Health screening predominantly consists of two core components, namely laboratory tests which includes blood, urine and stool tests, and imaging which may comprise of chest x-ray, ultrasound, bone densitometry, CT and / or MRI. Ideally, tests should be performed based on the person’s risk factors, age, gender and family history.

Amongst consequential diseases that health screening is trying to prevent or detect early are:
To screen To prevent or detect early
High blood pressure Stroke and heart issues
High cholesterol Stroke and heart issues
High sugar Diabetes and its end-organ complications
Fatty liver Liver inflammation and hardening
Hepatitis Liver hardening and liver cancer
Human papillomavirus (HPV) Cervical cancer
Family history of ovarian cancer Ovarian cancer
Family history of breast cancer Breast cancer
Family history of prostate cancer Prostate cancer
Smoking Lung cancer
Bone density Osteoporosis and insufficiency fracture

Whilst there are a lot of information on benefits on health screening, consumers also need to understand its shortfall, especially when inconsequential disease (pseudo-disease) is detected. When there is pseudo-disease, the risks of yet another set of investigations and treatment may be entailed if results are abnormal. For example, if there is raised prostate specific antigen in the blood test, this could suggest presence of either inflammation of the prostate or prostate cancer. An MRI Prostate may then be requested to exclude prostate cancer and if findings are non-conclusive or equivocal, the patient might go on to have a repeat MRI several months later or be subjected to an invasive procedure to obtain tissue samples from the prostate called a biopsy.

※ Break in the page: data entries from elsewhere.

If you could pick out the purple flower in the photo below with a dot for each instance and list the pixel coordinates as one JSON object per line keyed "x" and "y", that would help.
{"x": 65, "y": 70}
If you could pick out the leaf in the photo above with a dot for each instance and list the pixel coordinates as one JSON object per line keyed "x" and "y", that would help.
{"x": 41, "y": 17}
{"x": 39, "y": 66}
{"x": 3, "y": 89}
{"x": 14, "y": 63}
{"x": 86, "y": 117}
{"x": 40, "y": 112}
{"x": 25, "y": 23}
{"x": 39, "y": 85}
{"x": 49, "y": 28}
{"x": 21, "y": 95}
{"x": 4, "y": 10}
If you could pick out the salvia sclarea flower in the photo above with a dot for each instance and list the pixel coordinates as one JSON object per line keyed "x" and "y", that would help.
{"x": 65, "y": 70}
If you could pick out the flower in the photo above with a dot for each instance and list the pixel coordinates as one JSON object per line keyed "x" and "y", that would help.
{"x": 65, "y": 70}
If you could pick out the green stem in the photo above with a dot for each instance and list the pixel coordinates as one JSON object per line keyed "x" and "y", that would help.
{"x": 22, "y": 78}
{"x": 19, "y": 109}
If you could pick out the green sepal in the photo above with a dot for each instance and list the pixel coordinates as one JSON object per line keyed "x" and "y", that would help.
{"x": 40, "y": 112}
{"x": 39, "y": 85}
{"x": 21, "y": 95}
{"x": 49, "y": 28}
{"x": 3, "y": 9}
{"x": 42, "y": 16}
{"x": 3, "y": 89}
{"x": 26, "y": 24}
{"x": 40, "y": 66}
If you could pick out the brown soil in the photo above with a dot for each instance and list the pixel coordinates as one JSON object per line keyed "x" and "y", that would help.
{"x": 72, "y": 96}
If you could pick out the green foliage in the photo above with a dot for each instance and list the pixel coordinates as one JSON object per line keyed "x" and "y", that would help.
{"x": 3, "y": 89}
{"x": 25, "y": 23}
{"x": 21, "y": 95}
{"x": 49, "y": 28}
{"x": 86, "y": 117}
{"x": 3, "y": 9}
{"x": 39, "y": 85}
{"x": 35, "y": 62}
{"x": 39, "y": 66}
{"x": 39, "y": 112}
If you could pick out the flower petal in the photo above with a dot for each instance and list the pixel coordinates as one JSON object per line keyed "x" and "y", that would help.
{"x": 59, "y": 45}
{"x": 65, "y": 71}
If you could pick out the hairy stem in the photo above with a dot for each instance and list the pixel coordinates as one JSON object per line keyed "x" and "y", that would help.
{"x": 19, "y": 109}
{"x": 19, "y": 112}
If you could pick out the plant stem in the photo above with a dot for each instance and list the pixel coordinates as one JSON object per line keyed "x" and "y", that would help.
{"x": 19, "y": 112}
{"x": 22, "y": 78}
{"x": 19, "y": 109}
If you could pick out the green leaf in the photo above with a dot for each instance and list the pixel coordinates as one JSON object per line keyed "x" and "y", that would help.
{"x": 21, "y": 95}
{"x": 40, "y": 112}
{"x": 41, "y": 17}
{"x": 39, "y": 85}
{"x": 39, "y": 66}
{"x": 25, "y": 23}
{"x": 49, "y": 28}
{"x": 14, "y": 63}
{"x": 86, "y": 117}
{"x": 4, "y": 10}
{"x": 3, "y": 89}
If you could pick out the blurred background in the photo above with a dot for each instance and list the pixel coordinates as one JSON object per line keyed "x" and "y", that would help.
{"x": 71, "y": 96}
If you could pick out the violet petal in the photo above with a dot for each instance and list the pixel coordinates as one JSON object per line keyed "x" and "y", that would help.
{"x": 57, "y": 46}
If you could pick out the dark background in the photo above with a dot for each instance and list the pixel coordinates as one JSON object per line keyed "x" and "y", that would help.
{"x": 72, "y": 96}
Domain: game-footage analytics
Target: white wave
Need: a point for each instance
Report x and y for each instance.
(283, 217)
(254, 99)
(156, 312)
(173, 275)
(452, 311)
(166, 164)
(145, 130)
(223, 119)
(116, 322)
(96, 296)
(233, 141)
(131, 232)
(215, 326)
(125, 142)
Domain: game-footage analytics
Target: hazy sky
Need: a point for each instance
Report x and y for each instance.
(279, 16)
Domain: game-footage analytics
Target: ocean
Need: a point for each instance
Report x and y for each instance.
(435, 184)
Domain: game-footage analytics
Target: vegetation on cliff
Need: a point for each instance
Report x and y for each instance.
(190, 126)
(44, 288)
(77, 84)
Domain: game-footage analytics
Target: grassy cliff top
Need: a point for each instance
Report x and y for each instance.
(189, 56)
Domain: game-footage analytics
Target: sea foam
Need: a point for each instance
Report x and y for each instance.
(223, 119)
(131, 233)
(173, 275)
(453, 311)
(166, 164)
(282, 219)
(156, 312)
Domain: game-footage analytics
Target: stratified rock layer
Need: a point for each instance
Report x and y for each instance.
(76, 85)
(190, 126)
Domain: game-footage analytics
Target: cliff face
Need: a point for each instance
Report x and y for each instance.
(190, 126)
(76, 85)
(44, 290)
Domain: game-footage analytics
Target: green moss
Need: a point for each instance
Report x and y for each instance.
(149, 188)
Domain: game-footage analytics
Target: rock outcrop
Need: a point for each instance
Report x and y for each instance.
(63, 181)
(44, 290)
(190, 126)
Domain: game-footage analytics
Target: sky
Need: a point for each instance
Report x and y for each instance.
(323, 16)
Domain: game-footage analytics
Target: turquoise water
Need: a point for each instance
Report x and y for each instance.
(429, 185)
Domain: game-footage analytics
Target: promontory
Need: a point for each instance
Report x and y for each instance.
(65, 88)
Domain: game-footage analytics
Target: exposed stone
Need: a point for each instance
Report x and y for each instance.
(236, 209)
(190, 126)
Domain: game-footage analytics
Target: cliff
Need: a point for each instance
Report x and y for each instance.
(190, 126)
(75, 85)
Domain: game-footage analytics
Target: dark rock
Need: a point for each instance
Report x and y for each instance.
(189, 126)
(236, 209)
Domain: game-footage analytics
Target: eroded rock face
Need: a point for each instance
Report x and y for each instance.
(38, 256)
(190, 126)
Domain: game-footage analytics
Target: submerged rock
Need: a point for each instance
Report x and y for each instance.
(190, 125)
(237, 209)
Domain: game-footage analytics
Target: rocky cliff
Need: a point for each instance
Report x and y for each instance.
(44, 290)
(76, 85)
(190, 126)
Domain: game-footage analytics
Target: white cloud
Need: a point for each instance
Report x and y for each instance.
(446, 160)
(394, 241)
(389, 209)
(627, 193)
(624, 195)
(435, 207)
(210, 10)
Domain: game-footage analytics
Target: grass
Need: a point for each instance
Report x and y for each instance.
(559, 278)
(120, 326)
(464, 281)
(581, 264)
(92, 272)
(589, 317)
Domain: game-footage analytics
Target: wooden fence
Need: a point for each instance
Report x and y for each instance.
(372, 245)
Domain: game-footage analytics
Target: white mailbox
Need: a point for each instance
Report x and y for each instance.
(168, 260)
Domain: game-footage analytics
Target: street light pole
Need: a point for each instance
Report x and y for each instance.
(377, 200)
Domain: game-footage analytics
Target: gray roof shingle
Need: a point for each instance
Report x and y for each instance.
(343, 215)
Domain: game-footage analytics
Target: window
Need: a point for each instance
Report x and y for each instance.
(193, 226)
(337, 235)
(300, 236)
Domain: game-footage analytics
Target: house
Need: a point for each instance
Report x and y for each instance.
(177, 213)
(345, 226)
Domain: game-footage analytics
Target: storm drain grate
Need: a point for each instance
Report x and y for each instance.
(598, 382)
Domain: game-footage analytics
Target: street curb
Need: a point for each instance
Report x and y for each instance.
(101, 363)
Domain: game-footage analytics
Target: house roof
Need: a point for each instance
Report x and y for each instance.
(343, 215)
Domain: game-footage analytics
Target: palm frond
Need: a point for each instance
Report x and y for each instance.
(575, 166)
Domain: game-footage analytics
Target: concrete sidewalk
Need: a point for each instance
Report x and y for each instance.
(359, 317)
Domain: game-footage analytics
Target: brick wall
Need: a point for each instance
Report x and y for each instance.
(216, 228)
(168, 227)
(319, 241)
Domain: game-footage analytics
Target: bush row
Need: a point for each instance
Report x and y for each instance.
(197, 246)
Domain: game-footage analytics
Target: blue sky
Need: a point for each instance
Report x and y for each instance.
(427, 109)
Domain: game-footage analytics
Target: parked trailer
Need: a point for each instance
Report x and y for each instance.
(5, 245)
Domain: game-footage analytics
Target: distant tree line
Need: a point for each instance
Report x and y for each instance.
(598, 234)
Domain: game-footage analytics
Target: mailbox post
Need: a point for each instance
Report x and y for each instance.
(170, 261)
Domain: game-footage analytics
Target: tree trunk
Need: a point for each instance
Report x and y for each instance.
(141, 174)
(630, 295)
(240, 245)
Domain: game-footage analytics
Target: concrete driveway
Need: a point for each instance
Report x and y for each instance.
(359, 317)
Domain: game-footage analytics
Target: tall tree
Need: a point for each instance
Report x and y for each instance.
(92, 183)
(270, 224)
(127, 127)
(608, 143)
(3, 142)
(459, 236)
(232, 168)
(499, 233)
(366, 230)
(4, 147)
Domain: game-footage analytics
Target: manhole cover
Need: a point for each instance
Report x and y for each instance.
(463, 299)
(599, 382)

Consumers are therefore urged to understand the gravity of tests and not be confused or blinded with the many choices. Because screening really, is not about a fixed blanket and battery of tests for everyone.

You and your doctor should work together to develop a specific preventive health screening plan for you, execute the plan together and subsequently, review your results with appropriate management and follow-ups, where indicated.